It was a long journey of belief into someone unknown. My whole family is worshipper of god. So for me also first it was god of some sort. Then it shifted into guru. Then the universe, existence. Then it became self, Atman. And now ... Now this journey is all over.
I did not want to marry but I fell in love and married on her request. I never ever wanted to have child, but that too happened, thanks to her. After being a parent, the least I wanted was to be with my child and that too has been very difficult till now.
I wasted about a decade of my most productive age for nothing. I asked for some guidance, looked above almost all the time. Not seeing any better option, i chose the one that gave me easy job. But I denied taking help from others/family who did not respect my choice of my life course... I have been working from ground up without help from anyone. It is difficult.

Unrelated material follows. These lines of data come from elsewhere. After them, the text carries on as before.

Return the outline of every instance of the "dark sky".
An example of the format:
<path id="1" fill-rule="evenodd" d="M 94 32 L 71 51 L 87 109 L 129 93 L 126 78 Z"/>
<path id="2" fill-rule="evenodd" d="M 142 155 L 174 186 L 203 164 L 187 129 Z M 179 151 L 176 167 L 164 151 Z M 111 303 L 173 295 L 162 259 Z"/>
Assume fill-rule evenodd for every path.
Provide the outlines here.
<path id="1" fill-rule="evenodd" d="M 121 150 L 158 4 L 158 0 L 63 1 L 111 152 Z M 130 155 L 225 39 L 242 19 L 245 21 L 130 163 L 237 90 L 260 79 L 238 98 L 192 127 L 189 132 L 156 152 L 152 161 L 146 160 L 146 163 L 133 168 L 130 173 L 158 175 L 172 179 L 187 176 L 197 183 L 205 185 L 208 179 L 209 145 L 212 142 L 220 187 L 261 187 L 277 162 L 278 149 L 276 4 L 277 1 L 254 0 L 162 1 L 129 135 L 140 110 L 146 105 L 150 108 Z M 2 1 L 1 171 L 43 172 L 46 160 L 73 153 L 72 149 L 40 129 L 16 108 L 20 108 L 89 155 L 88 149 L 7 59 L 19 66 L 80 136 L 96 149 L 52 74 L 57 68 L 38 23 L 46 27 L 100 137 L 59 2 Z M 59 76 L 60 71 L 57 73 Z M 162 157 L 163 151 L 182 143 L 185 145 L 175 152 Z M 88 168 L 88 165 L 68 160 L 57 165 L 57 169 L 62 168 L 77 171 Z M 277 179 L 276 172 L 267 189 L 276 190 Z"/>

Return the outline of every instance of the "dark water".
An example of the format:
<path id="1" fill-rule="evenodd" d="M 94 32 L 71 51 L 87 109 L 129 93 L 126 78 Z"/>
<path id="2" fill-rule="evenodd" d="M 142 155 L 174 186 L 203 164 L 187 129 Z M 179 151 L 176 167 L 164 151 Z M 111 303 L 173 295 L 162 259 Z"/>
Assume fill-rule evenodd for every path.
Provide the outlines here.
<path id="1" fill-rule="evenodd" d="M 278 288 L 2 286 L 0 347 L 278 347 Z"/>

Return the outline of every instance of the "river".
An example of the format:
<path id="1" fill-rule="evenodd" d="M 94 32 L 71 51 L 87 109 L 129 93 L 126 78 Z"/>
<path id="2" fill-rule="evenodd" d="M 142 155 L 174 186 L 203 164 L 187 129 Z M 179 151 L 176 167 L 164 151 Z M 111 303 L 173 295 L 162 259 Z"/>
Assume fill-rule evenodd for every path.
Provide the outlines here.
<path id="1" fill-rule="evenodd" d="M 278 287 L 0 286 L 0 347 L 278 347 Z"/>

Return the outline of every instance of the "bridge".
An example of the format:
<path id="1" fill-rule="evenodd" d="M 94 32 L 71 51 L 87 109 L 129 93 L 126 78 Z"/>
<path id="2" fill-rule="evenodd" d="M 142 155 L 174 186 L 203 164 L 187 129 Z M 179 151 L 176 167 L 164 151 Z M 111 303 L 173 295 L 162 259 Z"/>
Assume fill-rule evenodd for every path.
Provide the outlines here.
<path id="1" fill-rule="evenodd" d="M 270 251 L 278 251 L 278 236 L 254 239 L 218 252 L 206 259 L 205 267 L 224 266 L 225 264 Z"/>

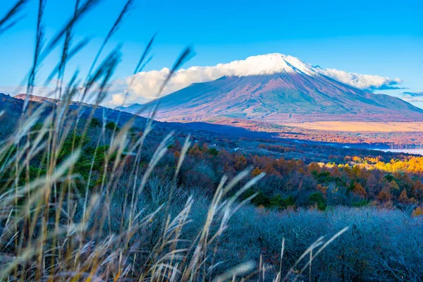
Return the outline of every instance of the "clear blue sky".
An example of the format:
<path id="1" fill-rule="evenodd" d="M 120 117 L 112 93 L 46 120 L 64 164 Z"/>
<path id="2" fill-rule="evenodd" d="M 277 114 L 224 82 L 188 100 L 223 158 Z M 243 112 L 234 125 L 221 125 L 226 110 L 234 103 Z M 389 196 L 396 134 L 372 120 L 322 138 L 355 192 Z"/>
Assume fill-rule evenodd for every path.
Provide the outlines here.
<path id="1" fill-rule="evenodd" d="M 32 0 L 25 18 L 0 37 L 0 86 L 19 84 L 30 66 L 37 2 Z M 1 0 L 0 16 L 13 3 Z M 124 3 L 104 0 L 78 24 L 76 38 L 92 39 L 70 68 L 87 70 Z M 73 5 L 73 0 L 47 0 L 47 39 L 68 18 Z M 132 73 L 146 43 L 158 32 L 147 70 L 171 66 L 183 48 L 192 45 L 196 56 L 184 67 L 278 52 L 322 68 L 398 77 L 408 88 L 403 91 L 422 92 L 422 11 L 418 0 L 136 0 L 107 49 L 123 43 L 116 78 Z M 52 68 L 58 56 L 58 51 L 52 54 L 44 69 Z"/>

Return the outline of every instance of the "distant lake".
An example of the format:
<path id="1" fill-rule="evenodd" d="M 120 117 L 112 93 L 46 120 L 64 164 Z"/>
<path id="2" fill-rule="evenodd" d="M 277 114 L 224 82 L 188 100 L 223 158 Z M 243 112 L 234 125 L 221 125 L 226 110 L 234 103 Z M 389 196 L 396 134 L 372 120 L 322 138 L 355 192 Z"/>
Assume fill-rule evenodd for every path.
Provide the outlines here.
<path id="1" fill-rule="evenodd" d="M 384 152 L 393 152 L 397 153 L 415 154 L 423 156 L 423 148 L 405 148 L 405 149 L 378 149 Z"/>

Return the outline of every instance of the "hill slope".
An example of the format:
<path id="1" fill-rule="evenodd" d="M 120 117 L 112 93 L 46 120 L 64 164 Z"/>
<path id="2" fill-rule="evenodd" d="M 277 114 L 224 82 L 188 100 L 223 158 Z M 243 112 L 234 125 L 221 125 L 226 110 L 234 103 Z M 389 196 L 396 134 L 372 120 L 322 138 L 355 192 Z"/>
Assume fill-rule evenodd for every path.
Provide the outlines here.
<path id="1" fill-rule="evenodd" d="M 296 58 L 262 57 L 247 75 L 195 83 L 161 98 L 157 118 L 192 121 L 219 116 L 276 123 L 423 121 L 423 110 L 398 98 L 347 85 Z M 139 107 L 120 109 L 135 113 Z"/>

I started questioning very fundamental belief that I have been taking as granted, which have been clouding my perception. Once I shrugged off those dusts, vision became clear. It took me twenty years to realize that there is no place of any grace or a guardian figure in the events of a life. Things happen. There is cause and effect relation. Or things happen randomly and there is none to look after each individual. You are on your own. I know my story is not very painful or extraordinary. But I have readjusted my standpoint after 5 years of constant observation and contemplation. Now I am ready to face any adversity. I will not be blaming anyone imaginary.
I also ask the meaning of a life and the world and I don't find any. I feel I have no existence of myself apart from being a tool to fulfill the work of nature - to reproduce. I have been used by nature, the brutal almighty force that made me fall in love so deep. I never wanted to have my gene transferred. I don't know from where this desire has emerged, but it has been constantly present since my childhood. Being a parent was a turning point for me. I know I cannot be a good guardian, and he, my son, will not like me much the moment he starts seeing things. I wish he would have been born in some other world, where nature and existence would not exploit an individual. If I may dare to dream...
Enough of babbling. Sorry if this is too personal and not interesting enough.